He told Newsday, “It’s a good first step. I don’t know the terms of reference. I congratulate the People’s Partnership Government for fulfilling one of their campaign promises.”
Toney was in the House of Representatives on July 27, 1990, and was making a contribution to the debate when insurgents stormed the Parliament Chamber.
“Who is your leader?” were his famous words, which many mistakenly believe Toney said to the insurgents. He was in fact addressing PNM Opposition MPs Morris Marshall and Muriel Donawa-McDavidson, two of the party’s only three MPs, during his contribution. Marshall and Donawa-McDavidson are now deceased. Then Opposition Leader Patrick Manning was not in the House at the time the insurgents took members hostage.
COP leader Winston Dookeran, who was Acting Prime Minister during the attempted coup, while former Prime Minister Arthur NR Robinson was a hostage, was unavailable for comment, being tied up in back-to-back meetings all of yesterday evening.
Leader of the Opposition and PNM leader, Dr Keith Rowley, however, keenly welcomed news of the commission of inquiry.

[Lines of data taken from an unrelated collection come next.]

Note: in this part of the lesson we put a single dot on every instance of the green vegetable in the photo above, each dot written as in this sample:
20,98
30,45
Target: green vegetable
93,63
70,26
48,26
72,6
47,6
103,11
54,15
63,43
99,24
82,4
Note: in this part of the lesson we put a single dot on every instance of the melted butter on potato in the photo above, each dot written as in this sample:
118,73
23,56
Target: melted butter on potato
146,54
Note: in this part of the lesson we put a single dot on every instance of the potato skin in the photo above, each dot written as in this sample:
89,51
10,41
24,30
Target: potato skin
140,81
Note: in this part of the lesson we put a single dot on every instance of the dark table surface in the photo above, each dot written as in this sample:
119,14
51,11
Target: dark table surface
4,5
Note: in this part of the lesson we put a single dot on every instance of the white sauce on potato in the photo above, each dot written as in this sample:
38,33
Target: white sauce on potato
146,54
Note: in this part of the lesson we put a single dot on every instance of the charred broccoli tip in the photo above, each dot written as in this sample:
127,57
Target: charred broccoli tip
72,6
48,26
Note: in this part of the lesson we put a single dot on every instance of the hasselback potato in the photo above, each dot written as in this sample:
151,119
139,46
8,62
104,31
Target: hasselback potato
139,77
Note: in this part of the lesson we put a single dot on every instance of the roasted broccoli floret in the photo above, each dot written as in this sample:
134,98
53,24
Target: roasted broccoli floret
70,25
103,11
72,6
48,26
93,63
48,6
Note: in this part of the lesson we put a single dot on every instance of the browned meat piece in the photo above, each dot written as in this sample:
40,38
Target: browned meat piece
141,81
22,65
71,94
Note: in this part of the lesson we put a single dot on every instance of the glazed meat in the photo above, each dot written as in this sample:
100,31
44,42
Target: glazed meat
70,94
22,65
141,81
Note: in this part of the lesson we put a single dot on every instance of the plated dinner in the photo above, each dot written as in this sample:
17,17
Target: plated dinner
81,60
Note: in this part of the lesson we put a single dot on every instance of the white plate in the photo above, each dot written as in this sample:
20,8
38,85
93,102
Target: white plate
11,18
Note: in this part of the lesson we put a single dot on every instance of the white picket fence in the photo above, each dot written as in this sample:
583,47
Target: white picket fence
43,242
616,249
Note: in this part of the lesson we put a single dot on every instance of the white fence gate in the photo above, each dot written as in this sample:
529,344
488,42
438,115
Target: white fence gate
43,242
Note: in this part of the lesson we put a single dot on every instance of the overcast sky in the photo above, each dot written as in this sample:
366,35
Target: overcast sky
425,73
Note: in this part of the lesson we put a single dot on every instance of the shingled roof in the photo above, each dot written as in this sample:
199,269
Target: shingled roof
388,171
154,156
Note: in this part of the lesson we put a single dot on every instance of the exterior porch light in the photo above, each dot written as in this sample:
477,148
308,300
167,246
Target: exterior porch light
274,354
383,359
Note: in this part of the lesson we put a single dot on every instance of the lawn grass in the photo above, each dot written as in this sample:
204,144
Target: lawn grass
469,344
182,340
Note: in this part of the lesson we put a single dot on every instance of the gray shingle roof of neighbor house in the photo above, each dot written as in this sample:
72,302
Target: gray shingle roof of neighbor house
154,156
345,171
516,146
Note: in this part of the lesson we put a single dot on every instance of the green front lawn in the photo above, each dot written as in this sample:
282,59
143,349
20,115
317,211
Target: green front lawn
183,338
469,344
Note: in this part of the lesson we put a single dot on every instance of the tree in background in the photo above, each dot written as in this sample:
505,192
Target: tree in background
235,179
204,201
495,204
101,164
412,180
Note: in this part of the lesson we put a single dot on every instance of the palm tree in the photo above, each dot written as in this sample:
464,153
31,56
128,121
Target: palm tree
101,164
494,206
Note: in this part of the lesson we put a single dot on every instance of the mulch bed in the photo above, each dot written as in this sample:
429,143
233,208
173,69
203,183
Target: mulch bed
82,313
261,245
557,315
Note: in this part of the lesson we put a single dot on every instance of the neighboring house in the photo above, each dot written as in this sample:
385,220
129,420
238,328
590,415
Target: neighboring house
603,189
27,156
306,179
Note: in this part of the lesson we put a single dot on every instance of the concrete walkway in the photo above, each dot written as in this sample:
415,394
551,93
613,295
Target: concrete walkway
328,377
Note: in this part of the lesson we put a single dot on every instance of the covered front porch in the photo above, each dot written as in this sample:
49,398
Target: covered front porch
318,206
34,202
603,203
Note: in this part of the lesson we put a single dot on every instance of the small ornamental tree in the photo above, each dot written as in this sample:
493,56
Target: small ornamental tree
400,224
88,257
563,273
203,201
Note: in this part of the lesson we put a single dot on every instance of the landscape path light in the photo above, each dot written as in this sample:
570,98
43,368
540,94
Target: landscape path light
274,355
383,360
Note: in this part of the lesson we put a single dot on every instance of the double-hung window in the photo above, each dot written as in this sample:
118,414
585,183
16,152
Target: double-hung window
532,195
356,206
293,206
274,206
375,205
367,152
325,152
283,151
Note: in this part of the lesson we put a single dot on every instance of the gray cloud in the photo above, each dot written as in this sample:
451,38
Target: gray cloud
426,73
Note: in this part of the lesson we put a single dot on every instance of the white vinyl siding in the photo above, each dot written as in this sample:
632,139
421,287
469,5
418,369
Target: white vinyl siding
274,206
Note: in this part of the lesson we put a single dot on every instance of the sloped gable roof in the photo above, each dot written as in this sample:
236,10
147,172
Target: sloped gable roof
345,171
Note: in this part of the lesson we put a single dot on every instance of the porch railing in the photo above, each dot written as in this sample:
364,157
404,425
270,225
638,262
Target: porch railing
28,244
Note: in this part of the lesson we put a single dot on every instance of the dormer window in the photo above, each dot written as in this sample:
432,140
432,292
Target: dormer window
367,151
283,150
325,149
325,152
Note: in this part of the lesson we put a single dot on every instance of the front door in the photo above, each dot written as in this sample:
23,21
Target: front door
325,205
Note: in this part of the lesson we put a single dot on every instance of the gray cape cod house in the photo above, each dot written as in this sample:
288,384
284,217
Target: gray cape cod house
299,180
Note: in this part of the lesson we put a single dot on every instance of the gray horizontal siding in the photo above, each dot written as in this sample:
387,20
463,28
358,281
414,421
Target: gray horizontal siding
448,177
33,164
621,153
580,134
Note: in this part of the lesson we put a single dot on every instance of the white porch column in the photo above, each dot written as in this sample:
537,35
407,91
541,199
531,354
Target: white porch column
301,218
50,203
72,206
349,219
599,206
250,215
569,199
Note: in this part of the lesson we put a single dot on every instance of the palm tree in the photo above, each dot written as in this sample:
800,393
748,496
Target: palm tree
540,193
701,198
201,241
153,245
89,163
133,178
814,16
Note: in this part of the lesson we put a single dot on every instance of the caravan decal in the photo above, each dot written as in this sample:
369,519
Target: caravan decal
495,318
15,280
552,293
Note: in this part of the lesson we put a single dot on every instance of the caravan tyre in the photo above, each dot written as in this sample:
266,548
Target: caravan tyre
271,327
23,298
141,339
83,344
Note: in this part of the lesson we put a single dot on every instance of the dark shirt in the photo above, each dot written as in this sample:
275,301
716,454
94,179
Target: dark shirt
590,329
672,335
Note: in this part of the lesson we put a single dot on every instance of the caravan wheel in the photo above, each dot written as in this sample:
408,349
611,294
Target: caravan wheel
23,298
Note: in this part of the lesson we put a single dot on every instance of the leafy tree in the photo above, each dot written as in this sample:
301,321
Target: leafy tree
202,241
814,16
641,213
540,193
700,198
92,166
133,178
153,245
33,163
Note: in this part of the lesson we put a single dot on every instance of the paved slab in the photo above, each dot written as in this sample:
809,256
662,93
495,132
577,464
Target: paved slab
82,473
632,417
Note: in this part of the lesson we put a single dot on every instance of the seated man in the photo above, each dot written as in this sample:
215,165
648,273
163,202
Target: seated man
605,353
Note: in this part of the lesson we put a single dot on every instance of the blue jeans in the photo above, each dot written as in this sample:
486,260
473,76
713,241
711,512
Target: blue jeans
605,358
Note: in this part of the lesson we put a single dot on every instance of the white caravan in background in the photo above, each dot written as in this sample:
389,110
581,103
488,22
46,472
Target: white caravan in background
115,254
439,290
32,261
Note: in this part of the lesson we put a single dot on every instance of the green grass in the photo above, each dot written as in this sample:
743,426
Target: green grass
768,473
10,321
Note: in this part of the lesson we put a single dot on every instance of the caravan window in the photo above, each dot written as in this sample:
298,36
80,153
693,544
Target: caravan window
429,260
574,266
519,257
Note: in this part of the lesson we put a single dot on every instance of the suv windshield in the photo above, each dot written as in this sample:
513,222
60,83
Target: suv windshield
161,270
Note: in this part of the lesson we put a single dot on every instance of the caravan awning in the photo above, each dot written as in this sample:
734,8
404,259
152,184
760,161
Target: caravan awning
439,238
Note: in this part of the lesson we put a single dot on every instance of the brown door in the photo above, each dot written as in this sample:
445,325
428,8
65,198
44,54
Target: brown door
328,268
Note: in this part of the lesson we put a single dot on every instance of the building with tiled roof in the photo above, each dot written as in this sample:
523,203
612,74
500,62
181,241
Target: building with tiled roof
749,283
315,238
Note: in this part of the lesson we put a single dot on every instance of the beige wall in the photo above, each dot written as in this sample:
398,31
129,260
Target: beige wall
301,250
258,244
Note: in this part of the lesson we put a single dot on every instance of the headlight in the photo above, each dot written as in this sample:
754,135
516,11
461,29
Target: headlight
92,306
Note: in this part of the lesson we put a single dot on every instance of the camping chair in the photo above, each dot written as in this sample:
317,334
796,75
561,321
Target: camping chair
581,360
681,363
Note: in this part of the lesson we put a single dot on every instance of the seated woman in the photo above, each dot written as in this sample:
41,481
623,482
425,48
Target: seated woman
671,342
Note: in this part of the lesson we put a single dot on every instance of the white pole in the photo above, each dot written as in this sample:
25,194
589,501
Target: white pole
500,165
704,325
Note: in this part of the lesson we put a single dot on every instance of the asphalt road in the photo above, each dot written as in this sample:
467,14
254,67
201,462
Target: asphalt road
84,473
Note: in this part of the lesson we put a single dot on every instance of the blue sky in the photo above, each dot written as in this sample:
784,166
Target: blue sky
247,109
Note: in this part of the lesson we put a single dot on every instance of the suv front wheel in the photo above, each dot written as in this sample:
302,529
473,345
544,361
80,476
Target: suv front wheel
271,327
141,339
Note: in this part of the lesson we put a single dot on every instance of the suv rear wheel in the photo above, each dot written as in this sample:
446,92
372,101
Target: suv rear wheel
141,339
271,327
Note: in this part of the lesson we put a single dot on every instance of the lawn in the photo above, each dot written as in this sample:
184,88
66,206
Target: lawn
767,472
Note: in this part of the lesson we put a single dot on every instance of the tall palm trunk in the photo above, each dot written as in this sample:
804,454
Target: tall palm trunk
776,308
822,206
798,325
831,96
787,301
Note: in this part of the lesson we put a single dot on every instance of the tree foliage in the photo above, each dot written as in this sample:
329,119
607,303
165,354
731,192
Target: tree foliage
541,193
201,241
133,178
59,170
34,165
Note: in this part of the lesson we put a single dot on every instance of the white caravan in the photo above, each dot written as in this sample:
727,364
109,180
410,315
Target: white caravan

Rowley told Newsday, “When it happened I was out of the country. It has always been a source of wonderment to me that the government of the day, that had been assailed by insurgents, never saw it fit to have an investigation. I have always maintained that it should have been investigated.”
He said this investigation is occurring 20 years after the attempted coup, during which time some information would have faded and become unavailable. “It is something required if only anecdotally, to find out what went wrong and to bring closure to the people involved one way or another.” He said there are benefits to having an inquiry, although these are reduced by the passage of time. “I hope it would not drag on like some never-ending inquiry. It should be sharp and clear.”
Has the PNM changed its mind on an inquiry?
Rowley said the PNM has not had a position on the inquiry, but that views were simply expressed by the PNM political leader. He noted his views as PNM leader in supporting the inquiry were different to those of his predecessor, former PNM leader Patrick Manning, who had opposed any inquiry. “Three years ago I said publicly that I found it astounding that something like this could happen without an inquiry.”
Rowley said past governments of many political hues had failed to hold an inquiry, including the NAR government, two UNC governments and PNM governments.
“After the July 1990 attempted coup, the NAR regained control and was in power until December 1991. That is when an inquiry should have taken place — immediately.”
A prompt inquiry, he said, would have revealed which protective services officers had been at fault for not doing their duty.